O Vô Carlito tinha uma frase lapidar para os meus devaneios de moleque:
“Mente vazia, é oficina do Cão. ”
Ichi!
(…)
Achava que o Vô pegava pesado com minha mania de largar-me no chão da varanda e ficar olhando o movimento das nuvens. As formas que engendravam. De bichos, figuras, pessoas, monstros e anjos.
Lembro a frase porque hoje, tantos anos depois, me sinto um tanto assim. Ao contrário daqueles idos, quando ousava sonhar com um prestigioso futuro, agora me espanta os caminhos que temos pela frente.
Ando cético.
É bem verdade que troquei o vagaroso arrastar das nuvens pela tela brilhosa do computador.
Enquanto vagueio por notícias terríveis e e-mails, penso nos compromissos que tenho e resolvo adiá-los por não sei quanto tempo. Letárgico, estaciono minha vontade de tocar as coisas no vazio do nada fazer.
Eis o perigo…
Rumino uma sensação de ausência. Vazio de corpo e alma.
(…)
Leio no Portal de Notícias que o nosso Chico Buarque acaba de ganhar uma láurea importante de literatura na França (Prêmio Roger Caillos) “pelo conjunto da obra”. Está entre os grandes. Mario Vargas Llosa ganhou em 2002, Alberto Manguel em 2004, Ricardo Piglia em 2008, Roberto Bolaño em 2008 e o também nosso Haroldo de Campos no longínquo ano de 1999.
Não faz muito e encantei-me com a leitura de “O Irmão Alemão”, o mais recente livro de Chico. Uma narrativa deliciosa, inventiva, a embaralhar ficção e realidade.

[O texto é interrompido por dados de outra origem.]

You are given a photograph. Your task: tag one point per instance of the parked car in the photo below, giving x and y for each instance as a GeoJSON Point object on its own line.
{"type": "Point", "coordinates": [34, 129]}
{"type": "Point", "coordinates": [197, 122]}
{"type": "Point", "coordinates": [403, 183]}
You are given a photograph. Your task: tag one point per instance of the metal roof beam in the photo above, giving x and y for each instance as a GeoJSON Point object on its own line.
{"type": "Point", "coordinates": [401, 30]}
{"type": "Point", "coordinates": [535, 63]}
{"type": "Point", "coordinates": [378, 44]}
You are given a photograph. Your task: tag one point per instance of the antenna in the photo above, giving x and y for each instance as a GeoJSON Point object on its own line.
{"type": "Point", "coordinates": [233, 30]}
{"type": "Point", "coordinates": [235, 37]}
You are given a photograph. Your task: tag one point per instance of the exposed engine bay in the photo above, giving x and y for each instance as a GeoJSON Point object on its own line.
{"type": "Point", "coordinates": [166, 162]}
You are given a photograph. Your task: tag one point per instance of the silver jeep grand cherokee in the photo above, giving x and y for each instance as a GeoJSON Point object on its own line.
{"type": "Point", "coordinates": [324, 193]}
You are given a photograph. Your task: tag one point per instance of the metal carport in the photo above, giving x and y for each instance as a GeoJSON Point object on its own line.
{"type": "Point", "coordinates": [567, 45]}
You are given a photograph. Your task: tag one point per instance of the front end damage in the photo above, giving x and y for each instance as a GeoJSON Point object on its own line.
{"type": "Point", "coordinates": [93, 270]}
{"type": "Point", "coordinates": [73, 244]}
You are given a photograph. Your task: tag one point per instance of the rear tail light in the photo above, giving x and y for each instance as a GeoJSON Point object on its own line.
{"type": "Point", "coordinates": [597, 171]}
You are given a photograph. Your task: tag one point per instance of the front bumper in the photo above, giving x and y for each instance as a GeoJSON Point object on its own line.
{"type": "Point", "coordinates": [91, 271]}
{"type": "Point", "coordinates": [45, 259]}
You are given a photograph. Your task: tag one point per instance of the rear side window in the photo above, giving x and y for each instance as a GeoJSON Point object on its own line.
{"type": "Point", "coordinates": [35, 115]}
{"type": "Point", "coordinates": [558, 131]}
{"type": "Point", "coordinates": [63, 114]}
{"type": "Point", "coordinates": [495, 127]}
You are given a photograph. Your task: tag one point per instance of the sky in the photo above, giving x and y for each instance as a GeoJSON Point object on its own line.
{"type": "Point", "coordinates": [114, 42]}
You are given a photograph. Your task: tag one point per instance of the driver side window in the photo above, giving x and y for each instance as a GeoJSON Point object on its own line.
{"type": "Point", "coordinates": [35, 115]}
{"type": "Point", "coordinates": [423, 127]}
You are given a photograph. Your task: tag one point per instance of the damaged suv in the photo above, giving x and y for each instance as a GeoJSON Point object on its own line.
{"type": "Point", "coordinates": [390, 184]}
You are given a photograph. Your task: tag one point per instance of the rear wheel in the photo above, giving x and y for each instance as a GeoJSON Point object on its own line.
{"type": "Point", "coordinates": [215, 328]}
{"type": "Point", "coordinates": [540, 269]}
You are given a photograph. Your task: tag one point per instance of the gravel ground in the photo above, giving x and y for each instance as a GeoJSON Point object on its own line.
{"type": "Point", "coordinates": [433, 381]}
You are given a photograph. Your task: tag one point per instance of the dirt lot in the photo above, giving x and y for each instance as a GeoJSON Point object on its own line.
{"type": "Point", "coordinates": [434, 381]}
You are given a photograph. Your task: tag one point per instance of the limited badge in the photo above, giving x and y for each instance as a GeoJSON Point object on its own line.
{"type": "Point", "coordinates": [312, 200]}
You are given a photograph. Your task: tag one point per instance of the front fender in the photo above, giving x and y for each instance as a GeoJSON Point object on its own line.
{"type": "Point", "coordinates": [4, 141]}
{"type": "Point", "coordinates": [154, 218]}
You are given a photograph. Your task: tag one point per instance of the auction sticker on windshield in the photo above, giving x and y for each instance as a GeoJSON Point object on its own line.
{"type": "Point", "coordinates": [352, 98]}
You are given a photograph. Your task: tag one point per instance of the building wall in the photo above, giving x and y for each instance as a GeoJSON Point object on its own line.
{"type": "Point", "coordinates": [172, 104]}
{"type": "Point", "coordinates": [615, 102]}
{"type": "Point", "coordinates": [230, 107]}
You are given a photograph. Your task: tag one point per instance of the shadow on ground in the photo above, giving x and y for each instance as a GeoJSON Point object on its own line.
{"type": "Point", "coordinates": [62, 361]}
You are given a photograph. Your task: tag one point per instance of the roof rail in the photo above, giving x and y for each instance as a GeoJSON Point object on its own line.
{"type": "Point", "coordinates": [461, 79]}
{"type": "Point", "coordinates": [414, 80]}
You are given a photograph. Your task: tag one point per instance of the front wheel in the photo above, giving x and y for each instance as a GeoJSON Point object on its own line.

O Brasil deveria redescobrir Chico Buarque. Seria como uma tomada de consciência. É um dos nossos gênios da raça. Entendo, no entanto, que, dado ao panorama que hoje vivemos (e as notícias na tela mostram bem isso), o País hoje esteja mais para redescobrir o alerta do saudoso Bezerra da Silva, especialmente na esfera pública:
“Se gritar pega ladrão, não fica um, meu irmão. ”
(…)
Brincadeiras à parte, outra lembrança, de um amigo querido, dos tempos da redação de piso assoalhado e grandes janelões para a Bom Pastor, me surge agora como parâmetro para a situação.
O grande Nasci, nosso mentor intelectual e etílico, foi convidado para um bota-fora daqueles de arrepiar a madrugada.
Desconversou:
“Não, obrigado”, disse. “Fiquem à vontade. Divirtam-se. Da minha parte, confesso que já vivi os meus melhores momentos”.
Não entendemos – nós, jovens e inconsequentes repórteres – a sapiência do amigo mais vivido. Há um tempo certo para tudo e para todos.